HOUSTON — Brown & Root announced Thursday that it agreed to pay three utilities and the city of Austin $750 million--reportedly the largest cash legal settlement in U.S. history--to settle a suit over construction of the South Texas Nuclear Project.
Officials hailed the settlement as a move to make the project, now projected to cost five times its original estimate, finally viable for electric-utility ratepayers.
The utilities and Austin, which operates that city's electrical service, charged in a $6.3-billion breach-of-contract suit that construction of the plant was mishandled by Brown & Root.
The owners fired Brown & Root, which had had no experience as a nuclear contractor when the project began, as design engineer at the project in 1981; the company then resigned as construction contractor.
Under the agreement, Brown & Root, a Houston-based construction company and subsidiary of Dallas-based Halliburton, will pay $630 million to Houston Lighting & Power, San Antonio City Public Service and Central Power & Light of Corpus Christi.
The city of Austin, the fourth owner in the project, has not decide yet whether it will accept its $120-million share of the settlement. If it rejects its $120 million, Halliburton said it intended to "defend the litigation vigorously."
The settlement was announced at simultaneous news conferences in Houston, Dallas, San Antonio and Corpus Christi.

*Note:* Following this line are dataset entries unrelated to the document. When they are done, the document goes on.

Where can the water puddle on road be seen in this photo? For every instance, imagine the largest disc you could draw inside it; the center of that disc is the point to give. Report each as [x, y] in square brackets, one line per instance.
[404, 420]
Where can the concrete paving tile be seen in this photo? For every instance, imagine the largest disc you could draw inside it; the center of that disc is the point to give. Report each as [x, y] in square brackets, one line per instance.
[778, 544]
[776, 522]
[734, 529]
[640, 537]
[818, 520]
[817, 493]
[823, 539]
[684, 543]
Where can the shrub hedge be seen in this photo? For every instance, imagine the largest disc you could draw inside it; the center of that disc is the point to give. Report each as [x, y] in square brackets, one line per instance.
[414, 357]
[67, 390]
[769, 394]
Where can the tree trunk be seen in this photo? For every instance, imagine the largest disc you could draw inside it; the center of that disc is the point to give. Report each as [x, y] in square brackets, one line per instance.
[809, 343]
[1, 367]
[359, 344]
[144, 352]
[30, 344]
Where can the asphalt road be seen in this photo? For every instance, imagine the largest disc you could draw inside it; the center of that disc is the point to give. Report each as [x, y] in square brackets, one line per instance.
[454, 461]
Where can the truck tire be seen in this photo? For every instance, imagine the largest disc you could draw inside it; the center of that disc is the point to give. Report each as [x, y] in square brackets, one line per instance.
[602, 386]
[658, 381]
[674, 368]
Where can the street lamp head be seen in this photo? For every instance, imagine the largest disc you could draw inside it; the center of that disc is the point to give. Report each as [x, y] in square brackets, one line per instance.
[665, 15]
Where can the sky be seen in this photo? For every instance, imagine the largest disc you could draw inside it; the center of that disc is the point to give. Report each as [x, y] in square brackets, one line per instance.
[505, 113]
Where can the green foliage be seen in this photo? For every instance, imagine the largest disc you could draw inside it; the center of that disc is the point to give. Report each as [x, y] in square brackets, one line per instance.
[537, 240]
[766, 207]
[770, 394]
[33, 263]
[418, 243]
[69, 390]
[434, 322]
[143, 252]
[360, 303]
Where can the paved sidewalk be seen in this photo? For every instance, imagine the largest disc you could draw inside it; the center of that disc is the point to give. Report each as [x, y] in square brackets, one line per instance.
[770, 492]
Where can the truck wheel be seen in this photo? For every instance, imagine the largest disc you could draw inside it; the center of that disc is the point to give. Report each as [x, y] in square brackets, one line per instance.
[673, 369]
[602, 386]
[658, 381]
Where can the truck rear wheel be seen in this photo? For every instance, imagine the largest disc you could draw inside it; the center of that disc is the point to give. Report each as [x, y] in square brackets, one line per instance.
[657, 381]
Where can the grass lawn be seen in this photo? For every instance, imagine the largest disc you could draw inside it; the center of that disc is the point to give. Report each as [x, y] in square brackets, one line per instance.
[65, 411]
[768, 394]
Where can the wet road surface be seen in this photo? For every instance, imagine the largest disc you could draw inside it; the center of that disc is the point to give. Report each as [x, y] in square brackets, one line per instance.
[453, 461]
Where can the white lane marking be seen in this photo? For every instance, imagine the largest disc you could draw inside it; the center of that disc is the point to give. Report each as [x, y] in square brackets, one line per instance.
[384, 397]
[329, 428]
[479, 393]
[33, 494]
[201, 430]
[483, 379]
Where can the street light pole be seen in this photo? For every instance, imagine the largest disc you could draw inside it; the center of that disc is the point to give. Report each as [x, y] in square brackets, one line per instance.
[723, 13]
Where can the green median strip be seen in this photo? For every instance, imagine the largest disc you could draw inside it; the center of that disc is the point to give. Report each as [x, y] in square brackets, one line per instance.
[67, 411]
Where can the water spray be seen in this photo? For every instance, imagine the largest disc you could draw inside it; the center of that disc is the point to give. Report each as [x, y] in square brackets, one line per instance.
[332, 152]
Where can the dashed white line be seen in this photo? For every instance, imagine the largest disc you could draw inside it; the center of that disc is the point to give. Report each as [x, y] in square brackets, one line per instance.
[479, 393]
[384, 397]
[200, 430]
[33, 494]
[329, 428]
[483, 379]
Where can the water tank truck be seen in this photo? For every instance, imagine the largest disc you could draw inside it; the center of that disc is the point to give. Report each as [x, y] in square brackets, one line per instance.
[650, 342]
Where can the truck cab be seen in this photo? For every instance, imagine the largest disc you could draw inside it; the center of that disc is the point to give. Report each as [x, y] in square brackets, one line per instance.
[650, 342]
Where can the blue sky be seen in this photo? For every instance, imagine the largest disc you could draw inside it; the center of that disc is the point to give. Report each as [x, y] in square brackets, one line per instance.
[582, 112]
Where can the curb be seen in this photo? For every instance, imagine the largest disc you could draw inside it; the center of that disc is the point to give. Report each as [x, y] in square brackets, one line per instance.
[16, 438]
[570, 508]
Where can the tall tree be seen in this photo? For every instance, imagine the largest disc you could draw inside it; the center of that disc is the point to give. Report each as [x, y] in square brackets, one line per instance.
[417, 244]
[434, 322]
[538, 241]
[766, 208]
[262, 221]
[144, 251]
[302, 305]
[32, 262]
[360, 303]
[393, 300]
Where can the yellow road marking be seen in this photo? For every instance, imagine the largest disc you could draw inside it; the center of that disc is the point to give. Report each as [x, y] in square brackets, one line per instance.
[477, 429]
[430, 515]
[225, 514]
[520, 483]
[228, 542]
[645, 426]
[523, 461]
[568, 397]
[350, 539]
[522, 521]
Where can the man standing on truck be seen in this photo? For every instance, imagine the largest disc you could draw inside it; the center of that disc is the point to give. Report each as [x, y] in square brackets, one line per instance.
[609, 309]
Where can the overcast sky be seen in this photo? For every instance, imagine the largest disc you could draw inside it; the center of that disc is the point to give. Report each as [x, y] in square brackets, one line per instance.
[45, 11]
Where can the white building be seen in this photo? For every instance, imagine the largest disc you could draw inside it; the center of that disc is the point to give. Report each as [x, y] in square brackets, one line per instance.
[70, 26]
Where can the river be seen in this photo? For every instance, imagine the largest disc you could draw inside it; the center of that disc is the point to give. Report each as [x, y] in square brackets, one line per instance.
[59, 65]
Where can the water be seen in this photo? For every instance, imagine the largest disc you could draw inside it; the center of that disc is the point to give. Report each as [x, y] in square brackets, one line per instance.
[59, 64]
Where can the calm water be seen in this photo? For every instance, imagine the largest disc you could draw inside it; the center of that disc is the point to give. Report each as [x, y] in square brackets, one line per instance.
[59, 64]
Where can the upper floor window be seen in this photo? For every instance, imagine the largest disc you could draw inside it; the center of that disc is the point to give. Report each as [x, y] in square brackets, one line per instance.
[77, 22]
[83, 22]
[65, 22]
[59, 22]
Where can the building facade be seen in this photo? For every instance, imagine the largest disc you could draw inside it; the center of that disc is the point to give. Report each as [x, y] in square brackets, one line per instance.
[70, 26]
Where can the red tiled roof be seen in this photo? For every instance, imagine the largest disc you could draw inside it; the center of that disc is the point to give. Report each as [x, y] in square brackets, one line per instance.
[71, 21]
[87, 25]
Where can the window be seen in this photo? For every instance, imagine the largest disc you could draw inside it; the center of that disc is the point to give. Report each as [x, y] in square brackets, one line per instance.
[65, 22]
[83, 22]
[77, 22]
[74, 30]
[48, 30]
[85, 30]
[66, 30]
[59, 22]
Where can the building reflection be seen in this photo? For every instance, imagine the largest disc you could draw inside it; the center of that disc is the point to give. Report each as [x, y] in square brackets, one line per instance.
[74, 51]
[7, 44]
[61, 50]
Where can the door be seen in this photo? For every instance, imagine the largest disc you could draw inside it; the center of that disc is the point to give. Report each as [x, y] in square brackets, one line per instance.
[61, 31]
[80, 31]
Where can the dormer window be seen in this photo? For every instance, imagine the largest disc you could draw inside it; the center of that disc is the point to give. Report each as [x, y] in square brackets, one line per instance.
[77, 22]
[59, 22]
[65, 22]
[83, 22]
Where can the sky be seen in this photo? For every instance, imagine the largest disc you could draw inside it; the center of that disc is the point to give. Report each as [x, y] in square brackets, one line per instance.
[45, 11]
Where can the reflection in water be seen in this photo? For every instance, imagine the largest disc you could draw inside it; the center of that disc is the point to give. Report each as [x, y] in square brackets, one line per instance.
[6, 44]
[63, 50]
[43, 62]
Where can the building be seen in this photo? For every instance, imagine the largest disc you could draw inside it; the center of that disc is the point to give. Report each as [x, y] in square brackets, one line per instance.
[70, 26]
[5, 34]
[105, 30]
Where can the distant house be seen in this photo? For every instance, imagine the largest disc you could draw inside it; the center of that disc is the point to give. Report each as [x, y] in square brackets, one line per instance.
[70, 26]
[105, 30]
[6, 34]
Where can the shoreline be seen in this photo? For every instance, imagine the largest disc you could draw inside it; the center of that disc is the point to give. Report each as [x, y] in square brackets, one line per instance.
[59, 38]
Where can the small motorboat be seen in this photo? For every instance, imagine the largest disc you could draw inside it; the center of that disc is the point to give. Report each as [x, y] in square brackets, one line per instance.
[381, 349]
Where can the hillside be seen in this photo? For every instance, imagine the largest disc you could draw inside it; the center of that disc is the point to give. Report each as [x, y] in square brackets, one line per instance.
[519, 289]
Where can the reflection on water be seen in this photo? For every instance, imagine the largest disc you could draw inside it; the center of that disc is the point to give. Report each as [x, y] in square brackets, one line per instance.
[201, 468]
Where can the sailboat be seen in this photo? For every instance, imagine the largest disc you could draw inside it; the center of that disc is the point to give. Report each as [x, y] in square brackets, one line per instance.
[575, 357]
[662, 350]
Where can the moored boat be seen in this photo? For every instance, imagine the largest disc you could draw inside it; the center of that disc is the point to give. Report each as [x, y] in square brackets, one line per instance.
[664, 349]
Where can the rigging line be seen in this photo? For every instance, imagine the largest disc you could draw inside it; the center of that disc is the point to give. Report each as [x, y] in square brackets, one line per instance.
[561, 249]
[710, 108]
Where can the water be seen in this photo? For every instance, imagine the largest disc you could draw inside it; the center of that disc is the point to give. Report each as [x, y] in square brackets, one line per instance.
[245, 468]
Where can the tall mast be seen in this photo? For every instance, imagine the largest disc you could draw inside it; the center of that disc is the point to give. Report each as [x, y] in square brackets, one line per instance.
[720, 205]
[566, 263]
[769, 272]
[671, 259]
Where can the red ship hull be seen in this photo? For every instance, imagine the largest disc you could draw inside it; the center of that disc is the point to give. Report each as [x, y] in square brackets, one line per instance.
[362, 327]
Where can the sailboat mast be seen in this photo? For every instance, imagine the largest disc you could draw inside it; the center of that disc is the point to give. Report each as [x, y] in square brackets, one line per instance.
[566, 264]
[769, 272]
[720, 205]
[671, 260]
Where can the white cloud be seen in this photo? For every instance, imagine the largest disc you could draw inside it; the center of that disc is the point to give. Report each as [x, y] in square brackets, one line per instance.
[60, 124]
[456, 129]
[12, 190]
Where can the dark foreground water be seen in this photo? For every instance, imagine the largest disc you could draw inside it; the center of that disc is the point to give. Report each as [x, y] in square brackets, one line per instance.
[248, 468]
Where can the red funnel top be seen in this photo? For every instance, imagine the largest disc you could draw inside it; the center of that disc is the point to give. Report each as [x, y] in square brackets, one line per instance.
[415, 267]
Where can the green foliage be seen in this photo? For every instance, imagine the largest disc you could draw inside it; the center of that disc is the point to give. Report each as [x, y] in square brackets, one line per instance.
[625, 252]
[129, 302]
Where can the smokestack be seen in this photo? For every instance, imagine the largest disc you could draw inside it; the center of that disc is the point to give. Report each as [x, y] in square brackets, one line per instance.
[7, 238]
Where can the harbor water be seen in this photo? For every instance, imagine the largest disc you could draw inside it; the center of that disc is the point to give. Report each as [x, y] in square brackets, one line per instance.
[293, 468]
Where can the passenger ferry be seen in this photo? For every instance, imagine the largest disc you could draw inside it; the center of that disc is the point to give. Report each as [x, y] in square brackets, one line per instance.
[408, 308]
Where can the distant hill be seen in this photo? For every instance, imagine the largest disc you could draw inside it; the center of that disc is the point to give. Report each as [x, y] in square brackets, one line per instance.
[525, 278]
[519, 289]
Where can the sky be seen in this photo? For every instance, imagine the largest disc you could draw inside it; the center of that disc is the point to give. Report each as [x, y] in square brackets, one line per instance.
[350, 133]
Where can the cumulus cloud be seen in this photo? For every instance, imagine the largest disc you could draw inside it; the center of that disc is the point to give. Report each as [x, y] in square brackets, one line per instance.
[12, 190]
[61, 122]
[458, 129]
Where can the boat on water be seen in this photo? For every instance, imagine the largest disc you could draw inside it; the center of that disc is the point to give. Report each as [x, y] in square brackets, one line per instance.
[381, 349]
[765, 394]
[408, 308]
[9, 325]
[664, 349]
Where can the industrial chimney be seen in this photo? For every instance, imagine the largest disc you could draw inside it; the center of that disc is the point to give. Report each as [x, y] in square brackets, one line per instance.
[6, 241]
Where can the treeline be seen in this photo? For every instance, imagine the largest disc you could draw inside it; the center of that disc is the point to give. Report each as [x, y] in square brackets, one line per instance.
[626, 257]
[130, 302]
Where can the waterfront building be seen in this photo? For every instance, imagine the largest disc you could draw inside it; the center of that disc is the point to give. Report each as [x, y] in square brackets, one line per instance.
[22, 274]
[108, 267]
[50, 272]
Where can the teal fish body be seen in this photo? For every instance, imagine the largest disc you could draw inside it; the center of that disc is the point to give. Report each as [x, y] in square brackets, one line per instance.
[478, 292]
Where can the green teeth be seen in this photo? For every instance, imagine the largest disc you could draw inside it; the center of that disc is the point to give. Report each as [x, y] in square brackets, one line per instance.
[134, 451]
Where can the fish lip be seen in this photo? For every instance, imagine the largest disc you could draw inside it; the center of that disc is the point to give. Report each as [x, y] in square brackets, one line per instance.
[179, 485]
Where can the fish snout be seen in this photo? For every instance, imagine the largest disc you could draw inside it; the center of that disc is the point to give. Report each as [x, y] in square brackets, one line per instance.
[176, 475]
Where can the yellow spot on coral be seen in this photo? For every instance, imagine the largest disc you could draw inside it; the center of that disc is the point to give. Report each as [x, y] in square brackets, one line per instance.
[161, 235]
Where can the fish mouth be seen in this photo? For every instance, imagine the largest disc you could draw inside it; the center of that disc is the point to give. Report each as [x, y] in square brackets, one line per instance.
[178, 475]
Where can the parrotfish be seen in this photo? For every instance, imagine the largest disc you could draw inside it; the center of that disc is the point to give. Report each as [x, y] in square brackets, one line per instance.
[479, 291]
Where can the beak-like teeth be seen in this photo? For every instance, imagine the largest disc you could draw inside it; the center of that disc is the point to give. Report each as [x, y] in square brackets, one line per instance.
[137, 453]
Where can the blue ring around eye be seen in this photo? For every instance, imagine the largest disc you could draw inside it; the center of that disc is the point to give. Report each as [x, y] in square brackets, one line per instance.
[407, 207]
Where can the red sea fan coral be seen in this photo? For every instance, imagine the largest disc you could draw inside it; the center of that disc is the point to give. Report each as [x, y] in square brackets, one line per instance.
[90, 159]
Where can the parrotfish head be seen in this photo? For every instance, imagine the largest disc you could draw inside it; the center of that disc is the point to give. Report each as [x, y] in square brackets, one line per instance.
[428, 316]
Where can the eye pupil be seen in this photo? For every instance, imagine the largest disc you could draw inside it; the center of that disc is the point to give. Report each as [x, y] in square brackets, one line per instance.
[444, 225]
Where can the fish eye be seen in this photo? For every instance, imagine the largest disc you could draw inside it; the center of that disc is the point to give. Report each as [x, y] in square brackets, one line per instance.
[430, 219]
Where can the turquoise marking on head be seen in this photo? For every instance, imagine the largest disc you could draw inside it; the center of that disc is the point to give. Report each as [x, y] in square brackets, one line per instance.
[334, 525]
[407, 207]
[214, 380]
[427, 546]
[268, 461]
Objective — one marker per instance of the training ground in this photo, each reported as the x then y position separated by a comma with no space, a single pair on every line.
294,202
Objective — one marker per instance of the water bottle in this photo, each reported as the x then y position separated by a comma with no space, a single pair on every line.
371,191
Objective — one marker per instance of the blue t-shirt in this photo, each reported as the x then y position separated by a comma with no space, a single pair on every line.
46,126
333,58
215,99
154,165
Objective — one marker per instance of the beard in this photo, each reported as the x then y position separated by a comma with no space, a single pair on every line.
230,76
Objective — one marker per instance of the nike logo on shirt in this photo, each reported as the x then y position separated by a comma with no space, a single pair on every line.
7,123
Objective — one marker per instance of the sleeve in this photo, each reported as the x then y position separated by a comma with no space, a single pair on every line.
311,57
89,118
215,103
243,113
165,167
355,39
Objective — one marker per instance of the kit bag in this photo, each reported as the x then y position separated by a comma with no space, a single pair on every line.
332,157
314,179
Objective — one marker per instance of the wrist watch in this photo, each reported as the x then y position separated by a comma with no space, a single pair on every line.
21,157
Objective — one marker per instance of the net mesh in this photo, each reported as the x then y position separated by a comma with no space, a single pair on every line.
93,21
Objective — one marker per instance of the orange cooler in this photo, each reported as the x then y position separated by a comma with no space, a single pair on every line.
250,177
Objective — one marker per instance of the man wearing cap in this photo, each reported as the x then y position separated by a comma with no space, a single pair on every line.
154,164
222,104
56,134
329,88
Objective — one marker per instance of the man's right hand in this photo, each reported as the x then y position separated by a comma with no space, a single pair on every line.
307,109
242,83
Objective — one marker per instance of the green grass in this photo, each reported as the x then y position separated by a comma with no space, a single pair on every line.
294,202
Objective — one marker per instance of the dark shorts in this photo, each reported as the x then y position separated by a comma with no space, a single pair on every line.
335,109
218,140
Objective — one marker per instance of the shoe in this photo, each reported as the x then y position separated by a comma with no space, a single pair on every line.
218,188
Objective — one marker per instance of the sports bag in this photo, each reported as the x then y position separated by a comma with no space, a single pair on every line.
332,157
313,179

"Although Brown & Root continues to deny any liability arising from its work at STP, we believe this settlement to be in the best interests of the company," Brown & Root president T. Louis Rustin said. "We can now focus our energy on working for our customers rather than the lawyers."
Ferd Meyer, an attorney for CPS, said his research shows the agreement is the largest cash settlement in U.S. history.
"There's no other cash settlement that even approximates this," said Meyer.
The money will be paid in proportion to each partner's share in the nuclear project near Bay City. San Antonio is a 28% owner, HL&P is a 30.8% owner and CP&L owns 25.2%.
Under the agreement HL&P would get $231 million, San Antonio $210 million, CP&L $189 million and Austin $120 million.
The settlement, which will require approval of a court and the Public Utility Commission to become final, calls for Brown & Root to pay the project owners $750 million in quarterly payments over the next seven years starting Oct. 1.
STNP's final cost is now estimated at $5.5 billion, about 500% more than the original estimate. The first unit of the plant in Matagorda County, 12 miles from Bay City, is scheduled to be ready for operation in mid-1987 and the second unit two years later.
Brown & Root was replaced on the project by Bechtel Corp.
HL&P Chairman Don D. Jordan said the settlement puts the cost of the project "at a comparative cost with other units in the country."
Austin Mayor Frank Cooksey said the city has "plenty of time" to decide whether to accept its share of the offer.
"We have a couple of bargaining chips and will be developing counterproposals," Cooksey said.
In Austin, Gov. Mark White said he was pleased to see an end to the case, which attorneys said already involved some 30 million documents and cost the litigants legal fees of more than $100 million.
"Continuation of the lawsuit would have meant the spending of great sums on litigation with little likelihood of settlement for years to come and no assurance of greater recovery," White said.
"I am encouraged that the overall price reduction and resulting lower cost per kilowatt of the plant will render it a viable investment for the ratepayers of Texas," he said.
Despite the payment, the financial condition of both Halliburton and Brown & Root will remain strong, said Thomas H. Cruikshank, president and chief executive of Halliburton.
"Brown & Root entered into the contract in 1972 prior to Three Mile Island and the onset of the problems which have caused multiplication of the costs of, and dramatic extensions of the construction periods for, every nuclear plant of the South Texas Project generation," he said in a statement.